Jen thought she was never going to get around the beaver swamp. It went on and on, each part looking like the last. The channels of dark water might have been getting a little shallower but they were too wide to jump and they were certainly over her boots. The bottoms of the channels looked mucky too; she might sink in to her waist if she tried to wade them, even get mired there. So she kept trying to get around the swamp, stumbling more and more because of weakness. Several times she fell down just trying to step over branches she knew she could have avoided if she were stronger. She had the desire to give up, to lie down on the damp earth and cry, but she knew the swamp had to end somewhere and she had to get out into the sun and dry off before nightfall. It didn’t help to know that the swamp was home to the beavers, who made it comfortable for themselves. They loved its clutter of edible branches and bark, its dank water channels. She could feel in the musty air their pride in their work, which meant life and comfort to them. But to her it was like a trap.

And always before her was the vision of Oka, large and kind, who might be in the meadow waiting to greet her with a soft moo of recognition. She could lie down next to Oka and be warm.

Finally the ground began to rise and the watery troughs grew farther between. The weeds and brush changed, and the trees were bigger. As she came around the beaver swamp, pines and juniper took over. Great thickets of naked blackberry stalks, their berries all gone, grew here and there among the juniper, so she had to choose between the springy juniper and the clasping barbs of the blackberries that hooked into her sleeves and pantlegs, an occasional barb going all the way through into her skin. It was almost impossible to climb over the juniper, which let her down and then pushed her up and made her lose her balance. She tried crawling below the branches of the pines, but those passageways always ended in juniper and clusters of blackberries that were like toothed arms wanting to gather her in.

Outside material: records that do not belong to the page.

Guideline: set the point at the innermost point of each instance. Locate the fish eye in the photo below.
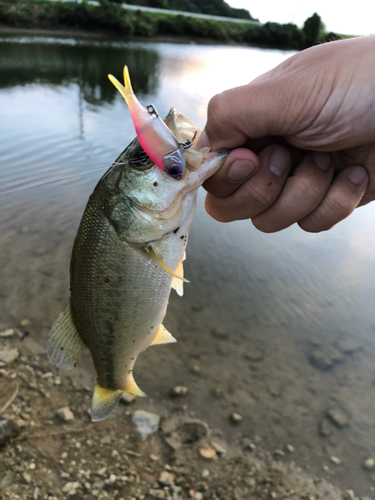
(174, 164)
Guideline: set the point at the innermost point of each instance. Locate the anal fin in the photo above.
(163, 337)
(65, 347)
(104, 401)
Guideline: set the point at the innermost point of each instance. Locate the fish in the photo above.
(127, 256)
(157, 140)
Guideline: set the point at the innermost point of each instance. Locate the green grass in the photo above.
(112, 18)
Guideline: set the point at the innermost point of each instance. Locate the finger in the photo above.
(256, 194)
(240, 165)
(342, 198)
(301, 194)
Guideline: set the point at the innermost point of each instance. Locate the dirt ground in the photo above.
(51, 449)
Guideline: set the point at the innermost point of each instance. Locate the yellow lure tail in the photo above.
(124, 91)
(163, 265)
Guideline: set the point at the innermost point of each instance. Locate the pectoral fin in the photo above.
(163, 337)
(163, 265)
(65, 347)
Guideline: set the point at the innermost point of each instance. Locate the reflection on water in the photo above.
(260, 309)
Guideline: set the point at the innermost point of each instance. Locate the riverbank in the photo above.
(50, 450)
(113, 20)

She was trying to climb over a patch of juniper as high as her head when suddenly she fell right through its rough branches, the small juniper berries turning like tiny blue stars as she fell, and she was down on her hands and knees beneath the branches in a sort of tunnel. The ground was trampled by sharp hooves, and she smelled pig, the bitter-sweet, biting odor of pig, just like the pigpen in the barn at home, but here it was fiercer, more alive and wild.

She had a feeling she had never had before, only heard about in stories, that she was trespassing. It was not her fault; she had fallen down into this passage by accident. But that didn’t matter. She tried to climb back up through the juniper, but the branches that had let her fall were bent the wrong way and wouldn’t let her get back out. By bending way over she could walk down the tunnel.
Boars,
she thought; this must be wild boars’ property. Along the side of the tunnel the juniper trunks were slashed to the quick as if by scythes. As she moved along the tunnel she heard, or felt beneath her feet, a thudding like thunder heard behind a mountain, far off over the rim, but advancing. She tried to find a way out, up or to the side, but the branches and trunks were too thick, so she began to run, bent over, though she was not even sure which direction the thudding came from. She might be running toward it, or the sound might not be what she thought it was—wild boars’ hooves shaking the earth.